Of course, the false modesty and self-effacement mechanism may also be operating; the spouses are all spouses of foreign-born persons, and the mothers and children are for the most part mothers and children of foreign-born persons. These results strongly complement the gender result in the pooled equations, and introduce an element of what may be called the immigration status hierarchy, with low-status persons -- dependent for their new visa on the higher-status naturalized U.S. citizens and previous immigrants -- displaying a reluctance to express their principalhood and making obeisance, as it were, to their status superiors.

The adjustee and adjusting-from-illegality variables are jointly statistically significant in both the sex-specific principals’ equations and both the men’s equations, thus resembling the age variables. Among principals, the two lowest probabilities of asserting principal status are among the formerly illegal EWI/WI immigrants and the set with a UU/UN code. In contrast, among male nonprincipals, the EWI immigrants are most likely to say they are principals. At first blush, these results appear to be at odds with each other. However, both responses have a powerful element in common. The EWI immigrants have lived for years in the shadows, and as a survival strategy have learned to dissemble and to conceal. Here we find principals reluctant to reveal their principal status and nonprincipals appropriating it. These may be vestigial behaviors, as the formerly illegal emerge from the shadows and start to shed the habits of illegality.

Childhood religion does not reach statistical significance.

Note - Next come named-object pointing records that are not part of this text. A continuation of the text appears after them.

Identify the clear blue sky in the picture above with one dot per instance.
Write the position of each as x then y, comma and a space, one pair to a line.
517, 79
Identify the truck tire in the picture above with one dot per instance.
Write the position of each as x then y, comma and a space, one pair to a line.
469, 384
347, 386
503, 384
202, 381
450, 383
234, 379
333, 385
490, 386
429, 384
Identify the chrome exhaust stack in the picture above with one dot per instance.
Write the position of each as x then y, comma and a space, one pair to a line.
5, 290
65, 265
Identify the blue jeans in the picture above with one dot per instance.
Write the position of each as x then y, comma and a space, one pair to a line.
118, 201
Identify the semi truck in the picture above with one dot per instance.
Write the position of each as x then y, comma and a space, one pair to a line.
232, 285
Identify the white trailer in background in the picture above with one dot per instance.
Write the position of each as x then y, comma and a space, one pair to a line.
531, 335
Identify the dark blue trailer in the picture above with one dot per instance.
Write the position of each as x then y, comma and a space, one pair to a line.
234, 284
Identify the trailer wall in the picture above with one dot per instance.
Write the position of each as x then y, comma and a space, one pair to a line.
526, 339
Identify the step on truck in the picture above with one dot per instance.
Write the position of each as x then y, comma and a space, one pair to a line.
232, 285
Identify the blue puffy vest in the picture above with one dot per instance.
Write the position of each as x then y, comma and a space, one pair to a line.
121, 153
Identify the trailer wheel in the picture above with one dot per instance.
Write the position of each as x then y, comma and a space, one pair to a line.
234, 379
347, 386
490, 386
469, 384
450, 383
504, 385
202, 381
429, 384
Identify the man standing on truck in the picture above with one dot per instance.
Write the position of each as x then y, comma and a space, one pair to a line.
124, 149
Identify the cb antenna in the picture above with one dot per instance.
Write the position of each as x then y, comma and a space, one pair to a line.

However, it is interesting that the highest probability of the me-principal assertion among women nonprincipals is found among Jewish and Muslim women; the lowest probabilities are found among Hindu and other-religion women. The Muslim effect is provocative, as it may signal a mechanism for coping with gender inequality.

The coefficients for parental relative family income, though not statistically significant, hint at an interesting pattern. Among principals of both sexes, those from average

socioeconomic backgrounds have the highest probability of correctly identifying that they are principals. Among male nonprincipals, the richest are most likely to erroneously claim that they are the principal.

Finally, schooling does not reach significance in any equation. We also tested for a direct effect of having documents lost, but did not find any. Lost documents, of course, operate through visa depression. The origin area fixed effects are statistically significant in three of the four sex-specific equations and borderline (prob value of .0521) in the men’s nonprincipals equation.

More broadly, the gender difference in making the me-principal assertion raises the question whether a similar mechanism may be operating in social surveys – men systematically overstating, women systematically understating, their schooling and earnings -- contributing to the observed gender gap. Either the male or female component of such a mechanism would have far-reaching consequences, as discussed by Ruel and Hauser (2007). It is not often the case that survey data permit comparison of a respondent’s real and reported characteristics. The NIS may thus be useful in assessing the broader conjecture.